Prayers For the Stolen is a survivor’s story at its core, the story of a young woman and her mother who persevere through México’s perilous drug wars. Thirteen-year-old Ladydi Garcia Martínez lives with her alcoholic kleptomaniac mother in the remote tropical mountains of the state of Guerrero in México. Men are noticeably absent, for the most part, and when they do make cameos, usually something terrible is happening.

“Now we make you ugly, my mother said,” Clement writes as an opening salvo. She sets the tone with a dry humor that pervades the novel, sharply animating the terrifying conditions the drug wars have forced the women to endure. The mothers in this world scuff up, bruise and disguise their daughters to prevent them from being kidnapped and then being used as drug mules or sex slaves. Ladydi and her small group of friends hide in holes when they hear SUVs rumbling up the mountain. Ladydi eventually escapes from her village to work for an ominously absent rich family in Acapulco only to end up in a women’s prison after a misunderstanding. While incarcerated, she bonds with a sympathetic soul.

Clement is a memoirist (The Widow Basquiat), a novelist (A True Story Based on Lies and The Poison That Fascinates), a poet, the former president of PEN México and a human rights activist. It is this last calling that infuses Prayers for the Stolen with a stark urgency. Through a beautifully rendered poetic rhythm all her own, Clement tells a story of the often forgotten women who carry on through the drug wars and continue to live through the threat of kidnapping and mortal anxiety.

“This is a land of women. Mexico belongs to women,” Clement writes, speaking through the voice of Ladydi’s mother. Considering the vicious patriarchy and almost feudal state in which the cartels occupy some Mexican states, does that nation really belong to women? “I think it does and I think it starts with the Virgin of Guadalupe,” Clement says. “She is the great mother and the most loved figure, certainly in the country; everybody prays to her more than to Jesus.” México belongs to women spiritually, Clement says, but also in a more literal way: “In many communities, men are missing and so it’s become true in a real way.”

As President of PEN México, Clement put, and still places, her energy toward righting the lack of prosecution of the wholesale slaughter of journalists in México. “The problem in México is that there’s complete impunity,” she says.

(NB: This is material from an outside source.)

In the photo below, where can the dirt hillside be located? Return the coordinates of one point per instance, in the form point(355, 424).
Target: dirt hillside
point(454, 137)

She rattles off some astounding statistics taken: From 2000 to 2013, “we have 75 journalists killed, 20 disappeared, 40 attempted murders on journalists and nobody is in jail for having killed a journalist.” Clement’s mission is toClement_cover2 make the killing of a journalist a federal crime instead of a state crime. México’s federal government is unable to investigate state crimes and “since many times it’s the state government[s] that are killing journalists, or hushing journalists, or threatening journalists, it’s like the gangster policing the gangster,” she says. According to Clement, what this creates is a vacuum of crime reporting where very few, if any, journalists currently report on the real stories surrounding the drug wars like the fictionalized one of Ladydi. True crime reporting in Mexico has become much too hazardous. “It’s what I call censorship by bullet or self-censorship. Either you get killed or you just shut up because it’s too dangerous,” Clement says.

Prayers for the Stolen tells a complicated and layered story that does not involve attention-grabbing, macabre, male-dominated narratives of decapitated bodies, kilos of cocaine on the table or bacchanalias full of prostitutes and table dances. It feels painfully real, with a dry wit and subtly inquisitive subtext that should leave American readers wondering what can be done.

Clement suggests that America and México share these troubles and that “the United States needs to examine deeply its role in the problems that are happening in México.” The largest misconception Clement feels that gets propagated in the U.S. about the drug wars is that it is solely México’s problem, “but the truth more and more is it is our problem, it’s a shared problem and we have to solve it together,” she says.